Abdelaziz BelkhademLes autres partis politiques ne se montrent pas imaginatifs et semblent frappés de stérilité mentale, à un point tel qu’aucune contre-proposition, aucune réflexion sérieuse, enrichissante n’est venue troubler le cavalier seul de Belkhadem. Pourtant, les demandes du Front ne sont pas des moindres.

Elles touchent à des textes théoriquement déterminants dans la gouvernance de l’Algérie puisqu’elles envisagent la révision de la Constitution, du code électoral et des codes communal et de wilaya. Bien que l’expérience ait démontré que dans notre pays les premiers à piétiner les textes sont ceux-là même qui les mettent en place.

Le FLN sera-t-il un appareil au service du système ou bien sera-t-il un parti politique dans le véritable sens du terme ? Obéira-t-il à la volonté « d’en haut » qui, parfois, pour ne pas dire souvent, colle à celle de l’étranger, ou reflétera-t-il enfin les aspirations profondes de la nation ? Se mettra-t-il au service des décisions désastreuses pour les intérêts du peuple, particulièrement du petit peuple, ou se mettra-t-il enfin dans la tranchée de ceux qui le méprisent lorsqu’ils ne l’écrasent pas... sans état d’âme ? Le FLN se doit de tirer les leçons des résultats des derniers scrutins en Algérie.

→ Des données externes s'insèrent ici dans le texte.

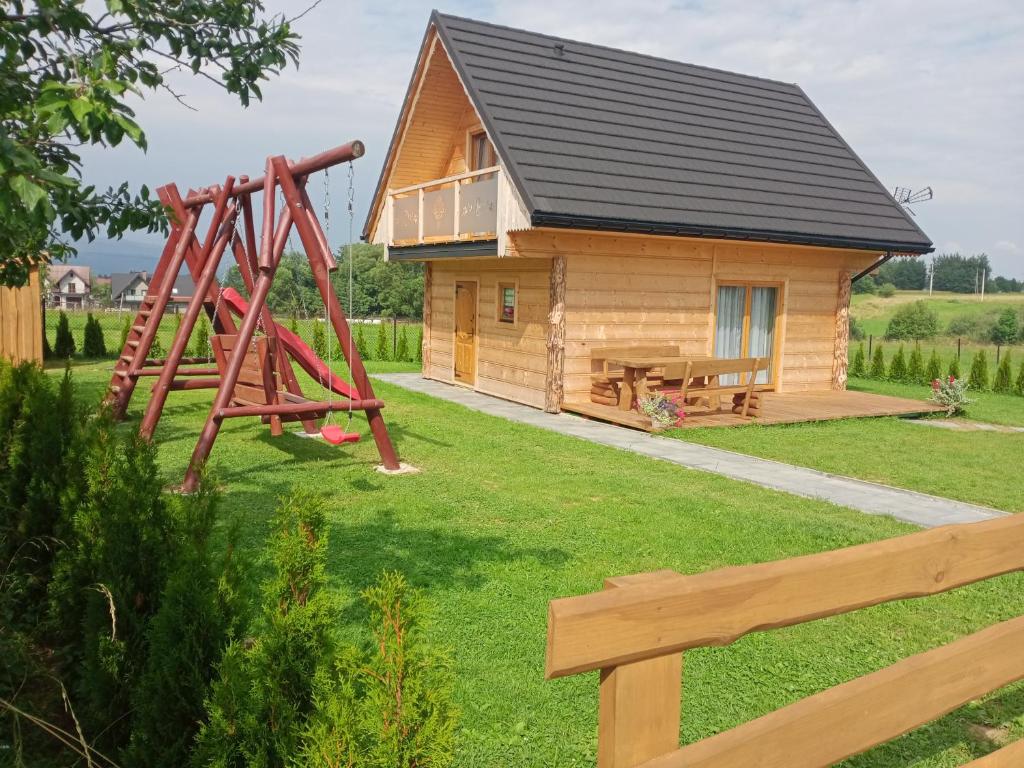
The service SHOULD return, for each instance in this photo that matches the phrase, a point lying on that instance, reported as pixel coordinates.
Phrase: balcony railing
(445, 210)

Hormis le FFS en Kabylie, le FLN n’a pas d’adversaires à sa taille dans le champ politique en Algérie tel que configuré actuellement. Cependant, peut-on sérieusement croire en la force du FLN quand il s’avère qu’il ne pèse pas très, très lourd dans « les équilibres nationaux » ? Et si jamais il recouvrait toutes ses forces, travaillerait-il à la disparition de ces équilibres anticonstitutionnels pour n’en consacrer qu’un seul : la force de la loi et non plus la loi de la force ? Dans cette condition, il s’inscrirait en droite ligne dans la volonté nationale, et l’on peut d’ores et déjà lui prévoir, sans erreur possible, la réussite au bout.